InterRowMSAS
Last updated
Last updated
This metric is for sequential data. It measures the similarity between a set of real sequences and a synthetic sequences by computing the differences between consecutive rows.
ID: This metric requires a column of ID values that distinguish between different sequences
Numerical : This metric computes differences for a continuous, numerical data column
Both columns need to be present for this metric. This metric ignores missing values.
(best) 1.0: The differences between rows is exactly the same for the real and synthetic data
(worst) 0.0: The differences between rows is as different as can be
This metric assumes you have an ID column to represent sequences. For example, if you are storing patient health information like below, the Patient ID
column represents the sequence ID. You can then compare a differences for numerical columns such as Systolic BP
.
To compute a score, this metric implements the Multi Sequence Aggregate Similarity approach from [1].

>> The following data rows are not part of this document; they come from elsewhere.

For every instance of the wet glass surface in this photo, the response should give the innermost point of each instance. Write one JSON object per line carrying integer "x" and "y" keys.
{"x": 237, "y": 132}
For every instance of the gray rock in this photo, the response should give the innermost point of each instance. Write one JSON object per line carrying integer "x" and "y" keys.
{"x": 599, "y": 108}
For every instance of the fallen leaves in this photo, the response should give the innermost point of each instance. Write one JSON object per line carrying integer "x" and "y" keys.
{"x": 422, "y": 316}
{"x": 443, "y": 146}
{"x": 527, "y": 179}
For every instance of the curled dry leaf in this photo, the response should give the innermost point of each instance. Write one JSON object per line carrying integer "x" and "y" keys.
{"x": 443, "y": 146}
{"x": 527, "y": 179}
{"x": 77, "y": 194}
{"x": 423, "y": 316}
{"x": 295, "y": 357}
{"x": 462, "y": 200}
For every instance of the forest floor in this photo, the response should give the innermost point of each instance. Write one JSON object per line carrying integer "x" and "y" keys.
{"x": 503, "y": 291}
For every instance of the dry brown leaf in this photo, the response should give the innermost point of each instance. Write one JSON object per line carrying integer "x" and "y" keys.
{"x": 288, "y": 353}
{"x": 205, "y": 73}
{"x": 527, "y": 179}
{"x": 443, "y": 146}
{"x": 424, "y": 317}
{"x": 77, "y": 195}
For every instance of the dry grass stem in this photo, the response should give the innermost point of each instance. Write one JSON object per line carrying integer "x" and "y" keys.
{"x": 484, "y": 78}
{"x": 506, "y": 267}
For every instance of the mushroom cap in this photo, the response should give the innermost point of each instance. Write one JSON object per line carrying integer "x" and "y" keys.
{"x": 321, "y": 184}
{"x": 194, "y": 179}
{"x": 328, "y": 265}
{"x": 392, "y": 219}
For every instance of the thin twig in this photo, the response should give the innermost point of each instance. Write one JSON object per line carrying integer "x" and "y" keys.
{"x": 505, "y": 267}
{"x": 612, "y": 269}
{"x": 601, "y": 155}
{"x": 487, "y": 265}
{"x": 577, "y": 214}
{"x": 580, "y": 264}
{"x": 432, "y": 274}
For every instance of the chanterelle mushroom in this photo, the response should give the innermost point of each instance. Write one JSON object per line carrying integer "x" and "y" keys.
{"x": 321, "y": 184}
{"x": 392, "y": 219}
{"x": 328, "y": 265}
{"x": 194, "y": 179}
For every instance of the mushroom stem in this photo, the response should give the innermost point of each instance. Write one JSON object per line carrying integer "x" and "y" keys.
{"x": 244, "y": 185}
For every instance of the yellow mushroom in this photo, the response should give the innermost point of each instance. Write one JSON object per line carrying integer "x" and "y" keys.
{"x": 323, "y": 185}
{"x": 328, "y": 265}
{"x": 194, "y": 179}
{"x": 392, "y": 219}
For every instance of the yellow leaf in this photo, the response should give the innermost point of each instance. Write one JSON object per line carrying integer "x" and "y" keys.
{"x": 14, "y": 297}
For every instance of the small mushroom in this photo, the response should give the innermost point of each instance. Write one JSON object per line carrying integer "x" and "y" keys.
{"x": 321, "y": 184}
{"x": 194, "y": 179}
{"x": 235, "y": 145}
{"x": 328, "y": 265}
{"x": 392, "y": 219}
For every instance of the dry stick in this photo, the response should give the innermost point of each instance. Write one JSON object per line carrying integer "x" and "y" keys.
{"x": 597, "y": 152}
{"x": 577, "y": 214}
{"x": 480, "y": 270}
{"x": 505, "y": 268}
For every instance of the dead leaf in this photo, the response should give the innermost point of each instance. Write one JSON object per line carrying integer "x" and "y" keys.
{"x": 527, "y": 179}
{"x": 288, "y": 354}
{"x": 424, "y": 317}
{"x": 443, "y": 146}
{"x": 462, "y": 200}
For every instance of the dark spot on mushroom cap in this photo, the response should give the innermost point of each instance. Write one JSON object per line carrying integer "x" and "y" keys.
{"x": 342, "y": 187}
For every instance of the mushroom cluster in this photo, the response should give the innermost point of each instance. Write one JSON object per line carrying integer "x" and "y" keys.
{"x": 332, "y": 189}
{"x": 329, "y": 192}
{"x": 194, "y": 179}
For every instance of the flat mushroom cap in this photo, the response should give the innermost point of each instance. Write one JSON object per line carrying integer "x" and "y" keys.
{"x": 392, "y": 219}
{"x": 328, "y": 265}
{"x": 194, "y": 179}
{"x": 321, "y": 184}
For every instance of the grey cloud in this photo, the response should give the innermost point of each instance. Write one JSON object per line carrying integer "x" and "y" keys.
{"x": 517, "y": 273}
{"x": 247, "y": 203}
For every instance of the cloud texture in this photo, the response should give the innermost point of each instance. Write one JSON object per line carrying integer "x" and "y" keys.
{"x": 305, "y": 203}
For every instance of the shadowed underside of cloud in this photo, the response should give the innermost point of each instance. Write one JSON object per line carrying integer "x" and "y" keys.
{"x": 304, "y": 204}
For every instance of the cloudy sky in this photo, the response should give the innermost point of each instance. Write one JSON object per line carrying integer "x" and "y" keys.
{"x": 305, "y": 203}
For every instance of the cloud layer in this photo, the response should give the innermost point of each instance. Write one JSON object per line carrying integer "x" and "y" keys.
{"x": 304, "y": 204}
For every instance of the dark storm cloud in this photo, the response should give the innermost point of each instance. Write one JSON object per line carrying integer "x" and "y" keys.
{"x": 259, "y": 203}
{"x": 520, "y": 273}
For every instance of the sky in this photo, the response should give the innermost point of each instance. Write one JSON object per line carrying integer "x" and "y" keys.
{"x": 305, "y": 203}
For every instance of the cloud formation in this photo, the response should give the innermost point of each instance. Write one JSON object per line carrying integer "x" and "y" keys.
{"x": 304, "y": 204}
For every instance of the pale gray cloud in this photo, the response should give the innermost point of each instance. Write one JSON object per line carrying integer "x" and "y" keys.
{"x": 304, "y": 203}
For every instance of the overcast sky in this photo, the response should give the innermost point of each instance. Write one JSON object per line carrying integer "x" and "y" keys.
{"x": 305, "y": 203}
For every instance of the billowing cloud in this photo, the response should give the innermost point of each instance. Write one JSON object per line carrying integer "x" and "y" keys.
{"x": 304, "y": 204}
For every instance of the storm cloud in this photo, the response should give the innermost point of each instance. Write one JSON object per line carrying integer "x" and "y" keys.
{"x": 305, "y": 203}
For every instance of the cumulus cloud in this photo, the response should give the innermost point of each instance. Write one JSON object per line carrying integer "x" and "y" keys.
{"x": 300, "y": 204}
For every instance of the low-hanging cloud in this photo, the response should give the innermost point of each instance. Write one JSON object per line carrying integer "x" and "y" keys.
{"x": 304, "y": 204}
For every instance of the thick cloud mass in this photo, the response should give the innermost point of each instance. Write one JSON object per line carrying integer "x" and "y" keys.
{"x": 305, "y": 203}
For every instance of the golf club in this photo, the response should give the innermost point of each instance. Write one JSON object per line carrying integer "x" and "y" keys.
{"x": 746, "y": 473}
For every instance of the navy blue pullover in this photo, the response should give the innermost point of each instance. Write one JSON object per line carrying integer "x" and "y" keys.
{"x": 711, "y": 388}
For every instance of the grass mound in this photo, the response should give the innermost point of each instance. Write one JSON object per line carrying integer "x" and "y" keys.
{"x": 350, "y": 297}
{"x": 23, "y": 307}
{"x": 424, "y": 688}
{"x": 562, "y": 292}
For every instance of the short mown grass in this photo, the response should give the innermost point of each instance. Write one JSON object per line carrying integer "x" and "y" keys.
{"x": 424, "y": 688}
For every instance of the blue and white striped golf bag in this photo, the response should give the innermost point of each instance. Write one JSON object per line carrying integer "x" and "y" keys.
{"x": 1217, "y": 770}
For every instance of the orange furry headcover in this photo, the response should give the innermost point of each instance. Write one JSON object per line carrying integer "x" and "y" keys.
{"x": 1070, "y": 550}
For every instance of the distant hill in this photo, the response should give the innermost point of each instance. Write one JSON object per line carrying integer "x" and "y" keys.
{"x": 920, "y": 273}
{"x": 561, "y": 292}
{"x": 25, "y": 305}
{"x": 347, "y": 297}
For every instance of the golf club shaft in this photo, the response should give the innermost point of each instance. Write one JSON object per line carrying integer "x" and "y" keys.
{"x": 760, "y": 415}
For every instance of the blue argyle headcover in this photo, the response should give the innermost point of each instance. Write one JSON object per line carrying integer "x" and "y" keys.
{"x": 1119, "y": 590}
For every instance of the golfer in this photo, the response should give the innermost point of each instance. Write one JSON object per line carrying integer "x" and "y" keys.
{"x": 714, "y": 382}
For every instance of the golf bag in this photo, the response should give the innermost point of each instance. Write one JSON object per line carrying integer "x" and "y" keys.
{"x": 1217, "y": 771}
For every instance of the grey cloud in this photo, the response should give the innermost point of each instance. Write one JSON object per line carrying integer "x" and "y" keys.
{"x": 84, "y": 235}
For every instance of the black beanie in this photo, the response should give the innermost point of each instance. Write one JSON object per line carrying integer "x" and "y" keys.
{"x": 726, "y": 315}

It breaks up the real column of numerical values based on the sequence ID and computes the inter-row difference for each sequence. It then averages the difference for each sequence, yielding a distribution D_r.
It repeats the process for the synthetic column of numerical values, yielding a separate distribution, D_s.
This metric will then compare the two distributions using the KSComplement metric.
Access this metric from the column_pairs
module and use the compute
method.
Parameters
(required) real_data
: A tuple of pandas.Series object with the column of real data. The first column represents the ID, while the second represents the numerical column.
(required) synthetic_data
: A tuple of pandas.Series object with the column of synthetic data. The first column represents the ID, while the second represents the numerical column.
n_rows_diff
: An integer representing the number of rows to consider when taking the difference
(default) 1
: Take the difference of a row and the one right before it
Int > 0: Take the difference between a row n
and n + n_rows_diff
apply_log
: Whether to apply a natural log before taking the difference
(default) False
: Do not apply a log. This results in the absolute difference, useful when you expect the data to grow or shrink linearly
True
: Apply a log before taking the difference. This is recommended when you expect the data to grow or shrink exponentially
This metric is in Beta. Be careful when using the metric and interpreting its score.
Taking the absolute difference between subsequence rows and averaging them out will effectively cancel out all terms besides the first and last. The team is considering alternative implementations:
Do not average out the differences between each sequence. Instead, add the differences to an overall distribution D_r or D_s.
(Similar to taking a log) Apply a transform each number. Eg. Squaring all values, and identifying the square root of the differences -- sqrt((r+x)**2 - (r)**2)
The team is still identifying the pros and cons of each approach.